From the detail above (and the other images already shared) you can see that this print is special for its use of color printing. Intaglio prints of this period were usually printed in black ink only, and when colored, they would have been colored by hand with stencils. Hand-coloring is featured in this print, you can see it in places of continuous tone with flat color such as the shoes in the detail above. But from the detail, you can also see that that color printing has been used extensively. At this time (and continuing today), color printing was applied to intaglio prints using a technique later called à la poupée. Meaning “with the doll” in French, the “doll” refers to a wad of cloth shaped like a ball used to apply color to different areas for printing. This was a time consuming process requiring additional labor costs and material costs for more expensive color inks.

A la poupée inking by Bridget Farmer for her print “Pleasant Pheasant”. https://bridgetfarmerprintmaker.com/

Further, the print makes use of no less than three different intaglio printing techniques: etching, stipple engraving, and line engraving. Etching, the predominant technique, can be seen in the ample curving and wavy lines. Stipple engraving is the technique which applied all the tiny dots to the print, detailing the blue of the sky and other subtle details.

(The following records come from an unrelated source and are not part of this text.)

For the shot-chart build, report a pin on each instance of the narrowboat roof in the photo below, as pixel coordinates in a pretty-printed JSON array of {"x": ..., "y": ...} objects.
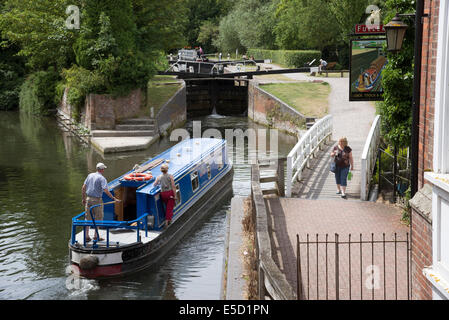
[{"x": 181, "y": 156}]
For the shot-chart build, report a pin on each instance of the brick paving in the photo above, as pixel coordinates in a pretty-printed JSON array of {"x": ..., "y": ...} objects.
[{"x": 291, "y": 217}]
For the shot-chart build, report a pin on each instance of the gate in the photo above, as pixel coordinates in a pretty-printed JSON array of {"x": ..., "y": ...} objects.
[{"x": 343, "y": 268}]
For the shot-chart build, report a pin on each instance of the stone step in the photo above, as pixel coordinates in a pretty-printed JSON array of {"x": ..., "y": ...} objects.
[
  {"x": 122, "y": 133},
  {"x": 134, "y": 127},
  {"x": 139, "y": 121}
]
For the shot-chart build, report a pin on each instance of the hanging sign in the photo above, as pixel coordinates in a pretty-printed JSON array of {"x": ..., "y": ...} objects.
[{"x": 365, "y": 72}]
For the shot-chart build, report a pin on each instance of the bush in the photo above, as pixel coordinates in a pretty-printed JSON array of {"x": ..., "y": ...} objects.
[
  {"x": 12, "y": 75},
  {"x": 37, "y": 92},
  {"x": 289, "y": 58}
]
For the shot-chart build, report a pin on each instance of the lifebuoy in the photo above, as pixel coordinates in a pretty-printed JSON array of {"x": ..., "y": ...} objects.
[{"x": 137, "y": 176}]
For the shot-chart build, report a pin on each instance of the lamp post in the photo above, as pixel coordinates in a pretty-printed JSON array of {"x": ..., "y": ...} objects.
[{"x": 395, "y": 32}]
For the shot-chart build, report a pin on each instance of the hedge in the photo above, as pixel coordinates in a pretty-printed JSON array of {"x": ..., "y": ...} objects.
[{"x": 289, "y": 58}]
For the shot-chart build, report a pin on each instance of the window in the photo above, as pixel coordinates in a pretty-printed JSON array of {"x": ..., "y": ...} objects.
[
  {"x": 195, "y": 180},
  {"x": 178, "y": 195}
]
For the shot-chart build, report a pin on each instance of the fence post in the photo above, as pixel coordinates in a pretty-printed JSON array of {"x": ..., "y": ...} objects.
[
  {"x": 337, "y": 271},
  {"x": 261, "y": 282},
  {"x": 281, "y": 177},
  {"x": 289, "y": 176}
]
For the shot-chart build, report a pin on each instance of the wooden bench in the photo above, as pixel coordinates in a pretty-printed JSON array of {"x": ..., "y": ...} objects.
[
  {"x": 331, "y": 65},
  {"x": 333, "y": 71}
]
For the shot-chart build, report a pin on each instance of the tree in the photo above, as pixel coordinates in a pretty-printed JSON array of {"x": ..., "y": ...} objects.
[
  {"x": 397, "y": 83},
  {"x": 38, "y": 29},
  {"x": 249, "y": 24},
  {"x": 305, "y": 24}
]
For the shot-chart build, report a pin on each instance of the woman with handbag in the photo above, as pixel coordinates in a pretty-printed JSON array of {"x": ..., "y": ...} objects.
[{"x": 342, "y": 155}]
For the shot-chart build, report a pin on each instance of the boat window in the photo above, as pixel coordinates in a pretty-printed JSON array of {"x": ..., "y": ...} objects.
[
  {"x": 178, "y": 195},
  {"x": 195, "y": 180}
]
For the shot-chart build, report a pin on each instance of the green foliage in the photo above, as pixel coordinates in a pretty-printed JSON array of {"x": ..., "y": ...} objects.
[
  {"x": 38, "y": 29},
  {"x": 208, "y": 36},
  {"x": 199, "y": 11},
  {"x": 12, "y": 71},
  {"x": 289, "y": 58},
  {"x": 38, "y": 91},
  {"x": 305, "y": 24},
  {"x": 397, "y": 82}
]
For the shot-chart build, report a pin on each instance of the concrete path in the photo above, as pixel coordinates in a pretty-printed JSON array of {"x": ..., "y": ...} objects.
[
  {"x": 316, "y": 210},
  {"x": 352, "y": 120}
]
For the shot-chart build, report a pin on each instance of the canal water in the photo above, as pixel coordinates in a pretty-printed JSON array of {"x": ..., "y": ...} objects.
[{"x": 42, "y": 170}]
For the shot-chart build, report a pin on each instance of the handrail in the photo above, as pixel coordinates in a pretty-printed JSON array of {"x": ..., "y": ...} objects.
[
  {"x": 368, "y": 159},
  {"x": 106, "y": 224},
  {"x": 301, "y": 153}
]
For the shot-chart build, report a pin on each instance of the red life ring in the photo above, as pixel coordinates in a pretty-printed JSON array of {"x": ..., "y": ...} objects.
[{"x": 137, "y": 176}]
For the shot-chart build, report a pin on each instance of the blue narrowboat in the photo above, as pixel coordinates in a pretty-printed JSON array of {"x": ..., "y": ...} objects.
[{"x": 133, "y": 230}]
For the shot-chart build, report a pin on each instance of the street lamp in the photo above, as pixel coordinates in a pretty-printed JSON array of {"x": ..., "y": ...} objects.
[{"x": 395, "y": 31}]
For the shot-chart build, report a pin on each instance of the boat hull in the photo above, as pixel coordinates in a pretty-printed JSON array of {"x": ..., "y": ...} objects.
[{"x": 113, "y": 262}]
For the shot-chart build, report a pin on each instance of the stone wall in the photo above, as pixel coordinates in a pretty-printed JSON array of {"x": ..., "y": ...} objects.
[
  {"x": 101, "y": 111},
  {"x": 104, "y": 110},
  {"x": 421, "y": 242},
  {"x": 421, "y": 218},
  {"x": 173, "y": 113},
  {"x": 266, "y": 109}
]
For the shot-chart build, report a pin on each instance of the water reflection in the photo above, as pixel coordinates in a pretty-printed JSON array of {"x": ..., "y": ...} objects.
[{"x": 41, "y": 173}]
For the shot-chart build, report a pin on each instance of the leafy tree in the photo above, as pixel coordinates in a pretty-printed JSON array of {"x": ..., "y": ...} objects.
[
  {"x": 38, "y": 29},
  {"x": 397, "y": 82},
  {"x": 250, "y": 24},
  {"x": 199, "y": 11},
  {"x": 305, "y": 24}
]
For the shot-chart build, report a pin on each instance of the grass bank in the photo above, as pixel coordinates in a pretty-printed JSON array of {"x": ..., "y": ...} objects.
[{"x": 310, "y": 99}]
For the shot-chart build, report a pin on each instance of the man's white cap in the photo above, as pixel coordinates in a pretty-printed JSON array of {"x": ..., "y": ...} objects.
[{"x": 101, "y": 165}]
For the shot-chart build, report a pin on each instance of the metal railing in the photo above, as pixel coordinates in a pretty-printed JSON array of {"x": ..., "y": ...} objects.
[
  {"x": 369, "y": 157},
  {"x": 299, "y": 156},
  {"x": 138, "y": 224},
  {"x": 373, "y": 268}
]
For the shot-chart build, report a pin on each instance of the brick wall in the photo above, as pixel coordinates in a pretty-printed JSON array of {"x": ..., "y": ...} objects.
[
  {"x": 427, "y": 94},
  {"x": 266, "y": 109},
  {"x": 421, "y": 242},
  {"x": 421, "y": 217}
]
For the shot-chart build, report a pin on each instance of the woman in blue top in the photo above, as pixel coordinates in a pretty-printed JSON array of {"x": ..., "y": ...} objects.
[{"x": 342, "y": 154}]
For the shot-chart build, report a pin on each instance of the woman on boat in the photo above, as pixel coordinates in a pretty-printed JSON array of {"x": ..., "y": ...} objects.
[
  {"x": 342, "y": 154},
  {"x": 168, "y": 192}
]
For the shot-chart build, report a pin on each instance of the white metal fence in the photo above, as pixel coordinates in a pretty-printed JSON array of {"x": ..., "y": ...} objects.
[
  {"x": 368, "y": 159},
  {"x": 302, "y": 152}
]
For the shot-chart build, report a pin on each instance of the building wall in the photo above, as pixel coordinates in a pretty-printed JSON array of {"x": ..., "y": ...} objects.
[
  {"x": 421, "y": 242},
  {"x": 421, "y": 217},
  {"x": 427, "y": 95},
  {"x": 173, "y": 114}
]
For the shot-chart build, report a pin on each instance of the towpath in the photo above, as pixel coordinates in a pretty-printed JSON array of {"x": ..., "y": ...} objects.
[{"x": 316, "y": 210}]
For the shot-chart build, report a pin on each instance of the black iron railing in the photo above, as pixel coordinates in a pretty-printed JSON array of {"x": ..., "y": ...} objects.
[{"x": 371, "y": 267}]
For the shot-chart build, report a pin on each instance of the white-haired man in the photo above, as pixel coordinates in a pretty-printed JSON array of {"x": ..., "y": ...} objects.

Line engraving can be made out as well, characterized by straight lines with pointed termini, used to touch up and improve on the shadows and tonal qualities of the etching (a typical embellishment to etchings). Each of these techniques requires different tools and skills, indicating that a talented printmaker (their initials “D. Mo N.” are inscribed at the bottom of the print) applied considerable time, skill, and cost to create this wonderful print.

Clearly then, this print is a wonderful example of rare and skillful printmaking; but not without its technical mistakes! Our particular print was perhaps destined to never become a fan due to poor placement on the sheet. That it went unmounted, however, may have been serendipitous since lack of use probably preserved this piece of ephemera and spared it being discarded after wear and tear. Cleverly printed and luckily preserved, this print is a rare glimpse into upper-middle class French life at the turn of the nineteenth century.